Post Creek Corridor should come first
We want to go on record as opposing the Ninepipe Corridor section of Highway 93. This section needs to be rebuilt, but with the Montana Department of Transportation (MDT) being short of funding it is apparent the funding should be applied to the Post Creek Corridor instead, which would be less expensive and less hazardous, to humans and wildlife. The reasons are:
• The Post Creek community is a congested area with several businesses, three of which require semi-trucks to turn on and off the highway for access, while traffic can legally travel at 70 miles an hour in the busy area.
• There are no safety shoulders for disabled vehicles to get out of traffic in case of an emergency. (This summer a semi-truck overturned just before the 90-year-old Postcreek bridge, and the highway was blocked for several hours with very limited by-pass opportunities available)
• The Post Creek section has four dangerous intersections with poor visibility and accident history in each area.
• The nearest safe northbound passing area north of St. Ignatius is a distance of four miles and there is limited passing opportunities in the Ninepipe section also.
• The two passing zones in the Post Creek area are very limited. The first very short zone beginning just before the 90-year-old bridge with virtually no safety shoulders and includes a business (Hunts Timbers sawmill) requiring access for semi-trucks in center of the zone. The second passing zone appears to be a longer one, but again has limited safety shoulders and the top third is an uphill grade with limited visibility due to a dip in the highway. Traffic has to compete with southbound traffic going at an increased downhill speed.

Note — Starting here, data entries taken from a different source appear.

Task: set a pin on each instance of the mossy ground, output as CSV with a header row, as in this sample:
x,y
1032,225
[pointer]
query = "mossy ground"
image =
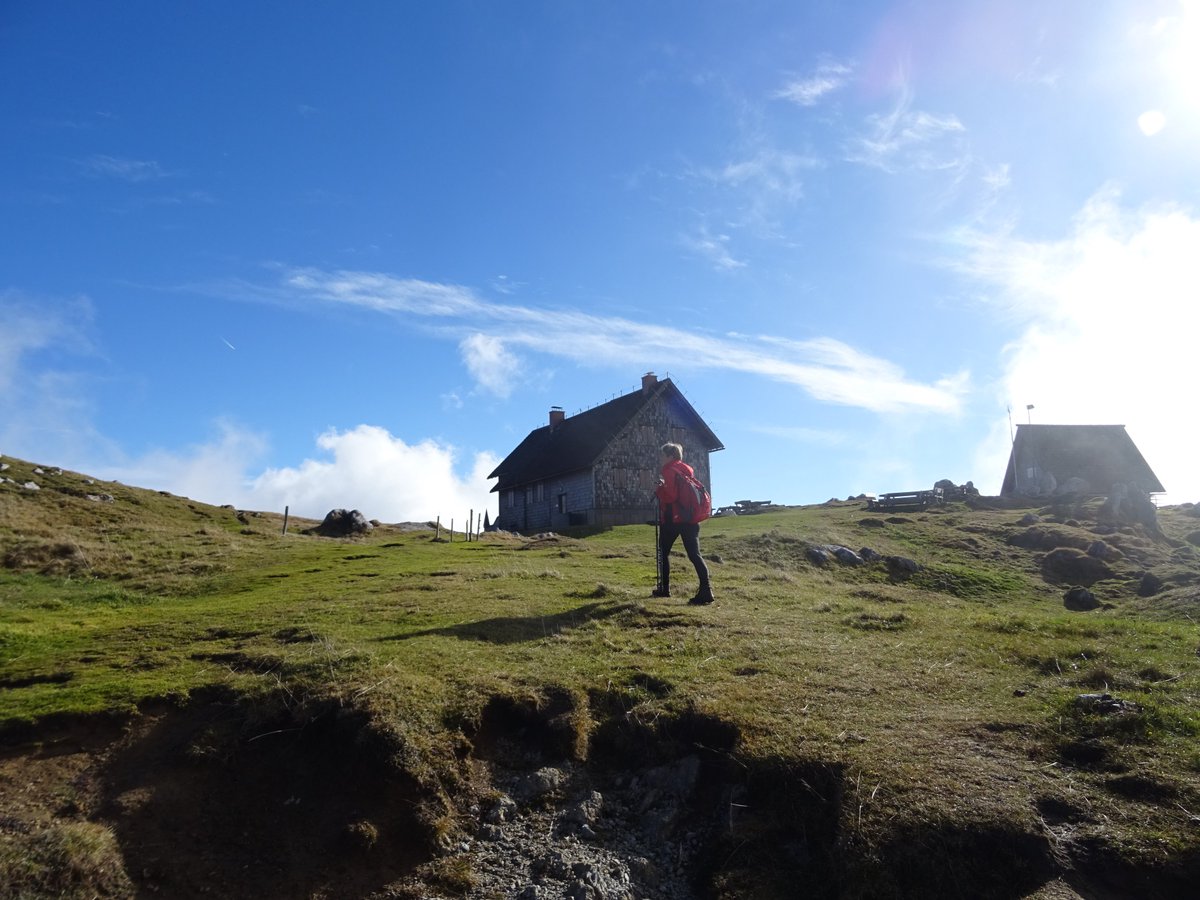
x,y
942,706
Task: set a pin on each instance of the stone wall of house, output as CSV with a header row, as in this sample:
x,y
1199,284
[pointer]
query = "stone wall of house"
x,y
628,471
547,505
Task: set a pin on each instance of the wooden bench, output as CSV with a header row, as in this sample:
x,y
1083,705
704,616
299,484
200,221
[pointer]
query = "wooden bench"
x,y
907,499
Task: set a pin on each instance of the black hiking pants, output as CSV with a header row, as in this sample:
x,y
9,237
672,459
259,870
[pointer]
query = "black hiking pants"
x,y
690,535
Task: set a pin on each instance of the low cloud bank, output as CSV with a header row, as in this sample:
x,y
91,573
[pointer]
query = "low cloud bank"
x,y
1109,328
364,468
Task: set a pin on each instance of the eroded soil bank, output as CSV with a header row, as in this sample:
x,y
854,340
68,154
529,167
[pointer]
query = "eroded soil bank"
x,y
546,796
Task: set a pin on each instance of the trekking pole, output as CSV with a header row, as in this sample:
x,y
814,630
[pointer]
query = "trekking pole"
x,y
658,550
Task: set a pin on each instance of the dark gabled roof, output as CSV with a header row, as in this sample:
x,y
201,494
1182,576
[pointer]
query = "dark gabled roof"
x,y
1103,455
579,441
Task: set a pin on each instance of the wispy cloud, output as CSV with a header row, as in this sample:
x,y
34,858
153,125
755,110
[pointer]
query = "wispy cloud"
x,y
808,91
828,370
799,435
1108,319
125,169
490,363
905,138
713,247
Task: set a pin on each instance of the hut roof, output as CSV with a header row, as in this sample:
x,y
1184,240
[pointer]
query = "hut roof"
x,y
577,441
1102,455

• The 90- year-old Post Creek bridge is a major wildlife crossing area with several grizzly bear and many deer and other wildlife killed in the last few years.
MDOT is pushing the more expensive Ninepipe section, ahead of the Post Creek section. The Ninepipe section requires three long bridges, an expensive wildlife overpass, and several large wildlife access culverts. The Post Creek section has one bridge and possibly two wildlife culverts. The approximate two-mile hill section does not pass through any wetlands with very little expensive right-of-way to purchase.
We have seen no tentative plans for the Post Creek Corridor. In the last 30 years the MDOT has been unable to design a bridge over Post Creek or even provide a location for the bridge in the appropriate 100 yards available. MDOT is now using the available funds on the Ronan North Project, which has had no known human or wildlife fatalities. It appears the most congestion is in the Ronan South area and begins north of St. Ignatius because of limited passing opportunities in the approximately 13 miles of Hwy. 93, especially during the high traffic summer months and bad roads in the winter.